I Reversed My Age by a Decade
バイオハック効果で生物学的年齢は33歳だという44歳のグレイ TIM GRAY
<不摂生と慢性疾患でボロボロになった心と体を、「バイオハック」により最適化するまで>
20代の頃は毎日同じ生活だった。起きてシャワーを浴び、コーヒーを2、3杯飲んで車で出勤し、昼食は抜き、水は飲まず、帰って夕飯を食べて寝る。その繰り返しだった。
土曜はかならず泥酔するまで酒を飲んだ。よく眠れないので、体は日中に受けたダメージを修復できなかった。
やがて体が音を上げた。免疫力が異常に低下して前立腺と腎臓に炎症が起き、過敏性腸症候群と診断された。疲労と尿路感染症と膨満感と不眠に悩み、頭はモヤがかかったようにぼんやりした。
体が正常に機能しなくなり、慢性疾患でほぼ寝たきりになった。だが傘も持てないほど体力が落ちた私に、医者は「異常は見られません」と言う。そこで悟った。医者が頼りにならないなら自分でどうにかするしかない、と。
「バイオハック」とは本来、体の内外の環境を最適化して健康をコントロールするライフスタイルを指すが、私の捉え方はもっとシンプル。テクノロジーやサプリメントを使い、祖先の暮らしを参考にして心身の健康とパフォーマンスを最適化するのだ。
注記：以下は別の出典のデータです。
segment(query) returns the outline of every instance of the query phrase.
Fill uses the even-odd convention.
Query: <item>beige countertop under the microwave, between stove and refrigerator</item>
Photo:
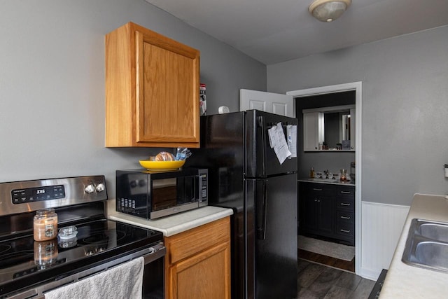
[[[116,211],[115,200],[108,200],[107,208],[107,218],[141,226],[150,230],[158,230],[163,232],[165,237],[179,234],[179,232],[185,232],[186,230],[196,228],[200,225],[204,225],[233,214],[232,209],[207,206],[193,209],[191,211],[184,211],[172,216],[148,220]]]

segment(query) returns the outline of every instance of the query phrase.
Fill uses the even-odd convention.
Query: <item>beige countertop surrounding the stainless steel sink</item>
[[[414,195],[380,299],[448,298],[448,273],[414,267],[401,261],[413,218],[448,222],[448,200],[444,195]]]

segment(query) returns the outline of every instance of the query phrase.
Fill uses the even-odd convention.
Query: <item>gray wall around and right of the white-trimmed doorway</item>
[[[267,91],[363,82],[362,200],[447,194],[448,26],[267,67]]]

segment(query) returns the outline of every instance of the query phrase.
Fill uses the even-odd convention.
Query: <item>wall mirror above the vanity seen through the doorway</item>
[[[304,109],[304,151],[354,151],[355,106]]]

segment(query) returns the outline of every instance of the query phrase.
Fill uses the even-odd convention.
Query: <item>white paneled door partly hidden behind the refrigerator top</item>
[[[258,90],[239,90],[239,111],[257,109],[282,116],[295,117],[292,95],[262,92]]]

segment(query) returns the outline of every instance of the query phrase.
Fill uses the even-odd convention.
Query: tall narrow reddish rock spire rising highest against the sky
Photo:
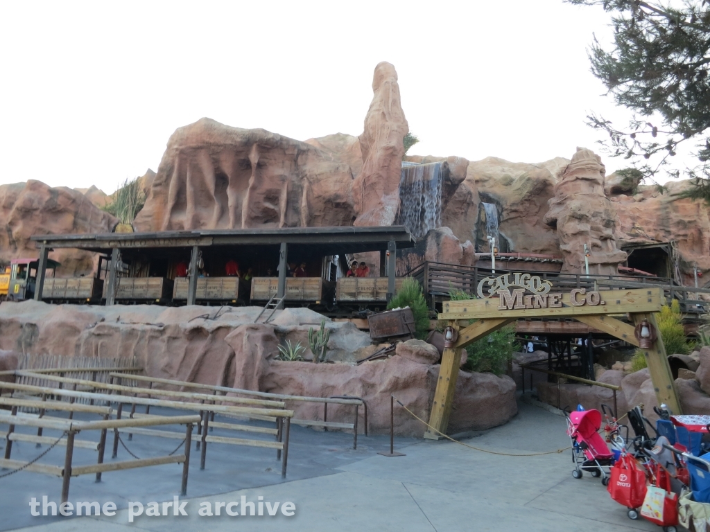
[[[409,133],[395,67],[381,62],[372,82],[374,96],[360,135],[363,167],[353,182],[356,226],[391,226],[399,209],[399,184]]]

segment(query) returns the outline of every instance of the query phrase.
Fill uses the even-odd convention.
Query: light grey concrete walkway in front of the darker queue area
[[[466,443],[503,453],[530,453],[555,450],[569,445],[565,423],[561,416],[537,406],[520,404],[520,414],[505,426],[469,438]],[[314,434],[317,438],[342,438],[339,445],[347,445],[349,436],[332,433]],[[369,445],[368,445],[369,443]],[[599,479],[586,474],[581,480],[572,478],[570,451],[564,454],[540,455],[528,458],[481,453],[452,442],[403,440],[400,451],[406,456],[386,458],[375,455],[386,438],[363,438],[368,447],[365,458],[351,455],[337,467],[316,467],[319,460],[339,452],[326,446],[311,448],[307,460],[314,465],[314,475],[300,480],[273,483],[265,479],[261,487],[226,492],[224,482],[211,495],[188,500],[188,516],[138,516],[129,523],[128,511],[119,510],[116,516],[80,518],[32,518],[29,507],[16,507],[11,513],[27,516],[26,523],[43,522],[38,526],[21,528],[33,532],[95,531],[121,532],[129,527],[149,531],[659,531],[648,521],[631,521],[626,509],[613,502]],[[334,443],[330,443],[334,445]],[[292,452],[289,468],[299,468],[307,448]],[[320,457],[320,458],[319,458]],[[214,465],[214,462],[212,462]],[[165,467],[165,466],[159,466]],[[204,472],[203,472],[204,473]],[[31,475],[31,474],[26,474]],[[107,480],[109,480],[107,474]],[[136,487],[151,482],[157,468],[133,471]],[[190,483],[200,471],[190,471]],[[303,476],[303,475],[301,475]],[[8,477],[11,478],[11,477]],[[37,492],[46,478],[31,475]],[[80,477],[81,478],[81,477]],[[280,480],[280,479],[279,479]],[[163,484],[160,484],[163,487]],[[6,499],[10,483],[0,480],[0,497]],[[88,487],[72,484],[70,501],[92,500]],[[54,491],[54,489],[53,489]],[[151,494],[141,492],[135,500],[169,500],[172,492]],[[217,495],[214,493],[221,492]],[[194,491],[191,491],[194,494]],[[293,501],[294,516],[198,516],[200,503],[215,501],[264,501],[281,503]],[[126,497],[116,497],[124,500]],[[56,500],[56,498],[55,498]],[[130,497],[129,497],[129,500]],[[26,504],[26,503],[25,503]],[[212,506],[214,507],[214,506]],[[273,506],[272,506],[273,507]],[[237,506],[240,511],[241,506]],[[6,509],[7,510],[7,509]],[[240,511],[241,513],[241,511]],[[3,519],[9,514],[4,512]],[[266,514],[266,511],[264,511]],[[1,528],[1,527],[0,527]],[[7,529],[7,528],[6,528]]]

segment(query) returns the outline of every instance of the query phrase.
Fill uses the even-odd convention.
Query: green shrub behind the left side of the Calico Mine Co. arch
[[[449,290],[449,299],[461,301],[475,298],[461,289],[452,288]],[[469,323],[474,323],[474,320]],[[493,331],[466,346],[467,356],[463,369],[479,373],[491,372],[500,376],[506,372],[508,362],[513,359],[516,349],[518,343],[515,342],[515,327],[509,326]]]

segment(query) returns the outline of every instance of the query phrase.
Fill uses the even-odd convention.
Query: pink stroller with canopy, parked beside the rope
[[[567,436],[572,440],[572,477],[581,478],[582,471],[592,477],[601,477],[601,483],[609,482],[609,471],[614,455],[599,434],[601,414],[599,410],[575,411],[567,417]]]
興味を抱いたのは、バイオハックの父と呼ばれる起業家デーブ・アスプレイが考案した高脂肪の「完全無欠コーヒー」を知ったのがきっかけだった。私は彼が提唱する「完全無欠ダイエット」について調べ、ポッドキャストを聞いた。一方、慢性疾患を治そうと健康法をいろいろ試した。
祖先の生活に立ち返る
最初は日光浴から始めた。ビタミンDの値が異様に低いのは自宅の照明がLEDで、太陽の光が足りていないせいだと推測したのだ。
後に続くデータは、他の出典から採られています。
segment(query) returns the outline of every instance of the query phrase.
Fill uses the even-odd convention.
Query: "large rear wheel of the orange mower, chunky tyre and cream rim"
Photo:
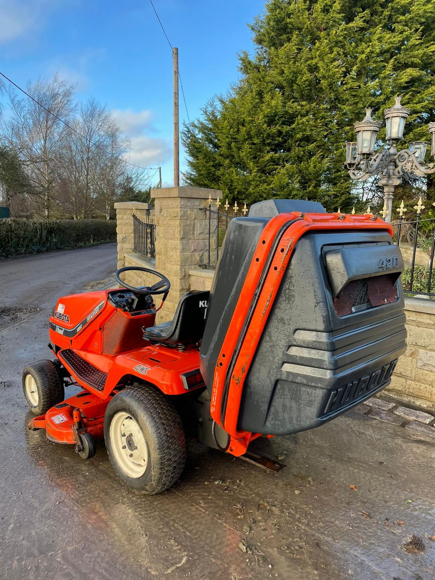
[[[104,440],[115,472],[134,490],[159,494],[183,472],[180,416],[152,386],[128,387],[113,397],[104,415]]]

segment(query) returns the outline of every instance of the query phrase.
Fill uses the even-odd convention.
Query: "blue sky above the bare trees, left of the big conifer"
[[[264,0],[153,2],[179,48],[193,119],[237,81],[237,53],[253,49],[247,23]],[[0,0],[0,71],[23,88],[59,71],[77,84],[79,100],[93,96],[113,111],[131,139],[132,162],[161,165],[164,184],[173,183],[172,53],[149,0]]]

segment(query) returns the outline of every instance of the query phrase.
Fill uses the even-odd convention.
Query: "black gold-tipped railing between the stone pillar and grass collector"
[[[213,206],[216,209],[213,209]],[[222,206],[222,211],[220,206]],[[200,266],[209,268],[215,267],[218,263],[220,248],[230,221],[237,218],[237,216],[247,215],[249,209],[245,203],[240,208],[236,201],[234,206],[231,207],[228,200],[226,200],[225,204],[222,204],[219,197],[217,200],[212,200],[209,197],[208,208],[204,208],[204,210],[208,214],[208,252],[205,263],[201,263]]]

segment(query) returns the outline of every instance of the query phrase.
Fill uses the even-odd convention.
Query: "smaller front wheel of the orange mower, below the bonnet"
[[[32,362],[23,371],[23,392],[35,415],[44,415],[65,397],[63,380],[53,361]]]

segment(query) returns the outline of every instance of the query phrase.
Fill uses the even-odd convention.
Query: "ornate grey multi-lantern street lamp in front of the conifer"
[[[380,121],[372,119],[371,108],[365,109],[365,118],[354,124],[357,134],[356,142],[346,143],[346,169],[351,179],[365,181],[369,177],[379,175],[379,185],[383,186],[384,208],[386,222],[391,221],[394,189],[402,183],[404,173],[414,173],[423,176],[435,173],[435,163],[423,165],[427,142],[415,141],[409,143],[407,149],[397,152],[397,143],[403,139],[405,122],[409,109],[400,104],[400,96],[395,97],[396,104],[384,109],[386,121],[386,140],[388,147],[375,153],[376,136],[380,129]],[[435,123],[429,123],[431,137],[430,154],[435,159]]]

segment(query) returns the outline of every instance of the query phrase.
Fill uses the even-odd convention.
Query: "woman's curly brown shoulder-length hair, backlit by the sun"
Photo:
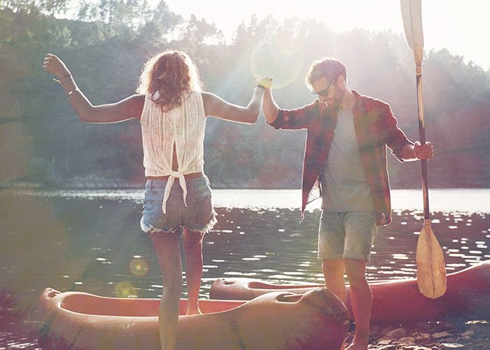
[[[139,77],[137,92],[150,94],[162,111],[168,112],[182,103],[184,92],[202,89],[199,71],[189,55],[167,50],[148,59]]]

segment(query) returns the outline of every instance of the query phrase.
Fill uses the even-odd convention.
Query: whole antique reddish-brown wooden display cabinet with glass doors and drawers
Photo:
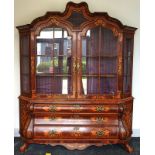
[[[20,134],[31,143],[84,149],[123,144],[132,134],[136,28],[85,2],[47,12],[20,34]]]

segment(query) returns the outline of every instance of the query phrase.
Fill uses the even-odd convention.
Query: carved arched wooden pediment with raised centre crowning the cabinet
[[[89,11],[86,2],[73,3],[68,2],[64,12],[47,12],[45,15],[34,19],[31,24],[27,25],[35,34],[50,26],[64,27],[70,31],[81,31],[86,25],[101,25],[112,29],[113,31],[135,31],[135,28],[124,26],[118,19],[113,18],[106,12]],[[24,29],[25,26],[20,26],[18,29]],[[115,32],[114,32],[115,33]]]

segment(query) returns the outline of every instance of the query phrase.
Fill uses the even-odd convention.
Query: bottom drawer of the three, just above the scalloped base
[[[118,138],[119,128],[82,126],[34,126],[34,137],[45,139],[103,139]]]

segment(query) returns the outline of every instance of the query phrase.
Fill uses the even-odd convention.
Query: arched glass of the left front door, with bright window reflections
[[[62,28],[45,28],[37,37],[37,93],[70,94],[71,37]]]

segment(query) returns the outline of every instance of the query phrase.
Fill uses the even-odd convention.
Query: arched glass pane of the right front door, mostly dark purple
[[[117,90],[117,37],[103,27],[82,38],[82,93],[114,94]]]

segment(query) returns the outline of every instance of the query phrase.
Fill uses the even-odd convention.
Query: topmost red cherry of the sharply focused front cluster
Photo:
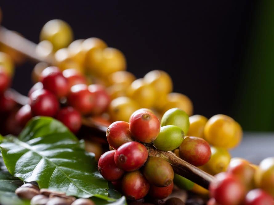
[[[159,119],[148,111],[136,111],[129,119],[129,129],[134,139],[144,143],[154,141],[160,132]]]

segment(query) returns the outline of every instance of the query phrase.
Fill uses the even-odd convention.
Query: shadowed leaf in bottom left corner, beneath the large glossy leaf
[[[29,201],[17,197],[14,191],[23,184],[17,177],[13,177],[6,169],[0,158],[0,204],[4,205],[29,205]]]

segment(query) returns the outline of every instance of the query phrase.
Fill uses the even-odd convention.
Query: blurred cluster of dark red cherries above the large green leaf
[[[58,67],[50,66],[43,69],[39,80],[29,91],[30,104],[19,109],[15,116],[22,126],[31,117],[43,115],[55,117],[77,133],[82,125],[81,115],[101,114],[110,102],[103,86],[88,86],[87,79],[75,69],[61,72]]]

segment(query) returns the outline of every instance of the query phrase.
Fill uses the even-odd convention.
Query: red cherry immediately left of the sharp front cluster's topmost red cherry
[[[118,149],[122,144],[132,141],[129,131],[129,123],[116,121],[107,128],[107,142],[114,149]]]

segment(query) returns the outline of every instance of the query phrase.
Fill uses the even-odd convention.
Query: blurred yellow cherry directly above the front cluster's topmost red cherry
[[[157,97],[154,87],[147,84],[142,78],[131,83],[127,90],[127,96],[134,99],[143,108],[151,108]]]

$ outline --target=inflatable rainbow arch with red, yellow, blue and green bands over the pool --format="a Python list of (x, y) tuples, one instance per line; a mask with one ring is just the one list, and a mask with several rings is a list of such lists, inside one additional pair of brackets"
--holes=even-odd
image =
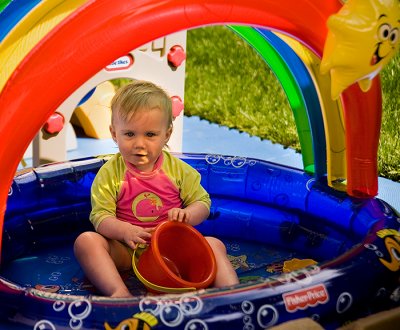
[[(234, 24), (231, 28), (276, 73), (293, 109), (304, 169), (316, 178), (327, 176), (329, 185), (346, 189), (351, 196), (375, 196), (382, 110), (376, 73), (381, 66), (373, 66), (378, 61), (368, 64), (373, 72), (363, 71), (362, 83), (356, 84), (357, 74), (346, 76), (346, 72), (334, 70), (336, 62), (342, 65), (340, 58), (321, 62), (324, 47), (334, 54), (335, 36), (329, 35), (329, 25), (335, 28), (337, 22), (350, 23), (350, 29), (340, 31), (341, 35), (348, 35), (350, 41), (359, 37), (358, 27), (353, 26), (357, 10), (368, 10), (371, 21), (366, 24), (373, 31), (382, 32), (383, 24), (377, 20), (387, 18), (393, 29), (381, 34), (394, 45), (394, 54), (398, 42), (391, 36), (399, 21), (392, 17), (398, 16), (398, 2), (368, 4), (365, 9), (358, 0), (345, 5), (337, 0), (323, 4), (317, 0), (284, 4), (272, 0), (0, 1), (0, 61), (5, 64), (0, 69), (0, 132), (5, 137), (0, 143), (1, 223), (8, 189), (24, 151), (72, 92), (132, 49), (173, 32), (210, 24)], [(350, 7), (354, 17), (341, 14), (344, 6)], [(380, 51), (371, 56), (378, 54), (374, 58), (381, 60)], [(344, 55), (355, 57), (351, 49)], [(332, 75), (321, 74), (322, 66)], [(350, 78), (342, 81), (342, 76)], [(341, 92), (340, 98), (335, 98), (333, 86), (336, 94)]]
睡眠を重視し、疲れを瘉やすノンレム睡眠を計測した。水分補給にもこだわった。合成ホルモンや抗生物質や添加物が混じらず、ミネラルが豊富なろ過水を飲んだ。イギリスの水道水にはそうした残留物が含まれることがあると、一部の研究者は言う。
食事の向き不向きは人それぞれで、私の場合、ビーガンは合わなかった。完全菜食では得られないビタミンを、遺伝子が欲したのだ。
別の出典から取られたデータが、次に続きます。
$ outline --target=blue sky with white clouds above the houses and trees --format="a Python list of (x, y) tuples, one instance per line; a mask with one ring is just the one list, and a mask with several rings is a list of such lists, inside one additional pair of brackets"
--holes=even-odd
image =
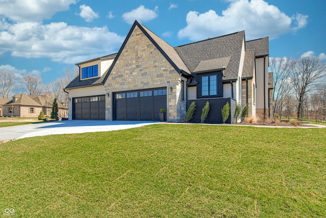
[(172, 46), (237, 31), (270, 57), (326, 60), (324, 0), (0, 0), (0, 71), (39, 74), (117, 52), (135, 19)]

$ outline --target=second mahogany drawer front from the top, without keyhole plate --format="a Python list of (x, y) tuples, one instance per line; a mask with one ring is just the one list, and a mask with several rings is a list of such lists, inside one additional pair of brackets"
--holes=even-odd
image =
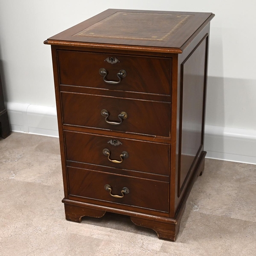
[[(170, 103), (61, 92), (63, 124), (137, 133), (170, 136)], [(101, 114), (102, 110), (109, 113)], [(119, 119), (125, 112), (126, 119)], [(111, 124), (115, 122), (120, 124)]]

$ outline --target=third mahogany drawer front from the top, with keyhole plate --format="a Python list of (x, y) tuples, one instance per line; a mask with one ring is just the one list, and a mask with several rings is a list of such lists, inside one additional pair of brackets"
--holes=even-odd
[[(169, 176), (169, 144), (70, 131), (65, 131), (64, 135), (68, 161)], [(110, 155), (103, 154), (105, 148)], [(129, 157), (121, 158), (122, 152), (127, 152)], [(122, 162), (115, 163), (108, 158)]]

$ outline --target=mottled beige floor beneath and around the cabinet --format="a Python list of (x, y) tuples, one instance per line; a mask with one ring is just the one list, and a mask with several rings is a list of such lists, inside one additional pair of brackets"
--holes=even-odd
[(206, 159), (176, 242), (106, 214), (65, 220), (57, 138), (0, 138), (0, 255), (256, 255), (256, 165)]

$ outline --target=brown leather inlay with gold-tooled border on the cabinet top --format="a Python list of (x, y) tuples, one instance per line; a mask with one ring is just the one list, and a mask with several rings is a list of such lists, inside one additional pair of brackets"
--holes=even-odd
[[(166, 41), (193, 16), (116, 12), (73, 36)], [(148, 30), (148, 25), (151, 26), (151, 30)]]

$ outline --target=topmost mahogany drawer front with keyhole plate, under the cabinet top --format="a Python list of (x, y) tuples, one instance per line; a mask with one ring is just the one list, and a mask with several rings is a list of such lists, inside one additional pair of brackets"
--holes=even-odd
[[(57, 52), (60, 84), (129, 92), (170, 95), (171, 65), (170, 58), (139, 57), (113, 54), (99, 54), (80, 51)], [(117, 63), (106, 60), (117, 59)], [(106, 70), (106, 80), (99, 70)], [(120, 77), (120, 70), (126, 72)]]

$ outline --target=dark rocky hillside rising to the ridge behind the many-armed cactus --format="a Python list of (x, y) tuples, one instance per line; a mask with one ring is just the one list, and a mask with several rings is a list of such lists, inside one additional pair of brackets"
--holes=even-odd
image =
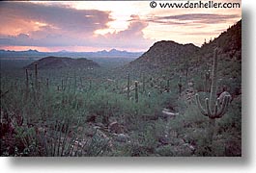
[(231, 93), (241, 94), (242, 20), (213, 40), (205, 42), (200, 48), (193, 44), (158, 41), (141, 57), (118, 69), (118, 73), (130, 74), (136, 79), (142, 75), (158, 81), (168, 79), (171, 83), (177, 83), (179, 76), (182, 76), (185, 86), (193, 81), (196, 89), (200, 91), (204, 87), (205, 74), (212, 71), (215, 47), (219, 48), (219, 89), (226, 86)]

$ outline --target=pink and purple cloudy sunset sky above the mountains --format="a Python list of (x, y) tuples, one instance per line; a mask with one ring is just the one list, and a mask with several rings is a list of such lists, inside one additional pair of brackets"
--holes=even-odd
[(150, 2), (0, 2), (0, 49), (147, 51), (159, 40), (201, 46), (242, 18), (241, 8), (162, 9)]

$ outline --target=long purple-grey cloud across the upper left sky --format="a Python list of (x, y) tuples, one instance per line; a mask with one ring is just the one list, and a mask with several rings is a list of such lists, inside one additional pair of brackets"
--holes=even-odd
[[(97, 10), (75, 10), (67, 6), (47, 6), (22, 2), (1, 2), (1, 18), (22, 19), (46, 23), (47, 25), (72, 32), (93, 32), (107, 27), (109, 12)], [(1, 22), (2, 23), (2, 22)]]

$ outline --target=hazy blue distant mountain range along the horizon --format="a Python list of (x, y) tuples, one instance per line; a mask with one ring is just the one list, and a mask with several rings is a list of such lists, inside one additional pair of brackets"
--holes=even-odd
[(0, 50), (0, 59), (41, 59), (48, 56), (71, 57), (71, 58), (138, 58), (143, 52), (128, 52), (111, 49), (110, 51), (102, 50), (97, 52), (69, 52), (62, 50), (59, 52), (39, 52), (37, 50), (27, 51), (10, 51)]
一般に、加工食品は全て避けるのが賢明だろう。有機野菜、牧草だけで育てた牛、天然の魚、蜂蜜を食べていれば間違いない。複数の食材を工業的に配合した「超加工食品」が体に悪いという研究結果は、続々と出ている。
こうした長寿の秘訣を実践するうちに、体は回復した。体温を1日3回測り基礎代謝を調べると、2カ月で体温がぐんと上がり、体力も付いた。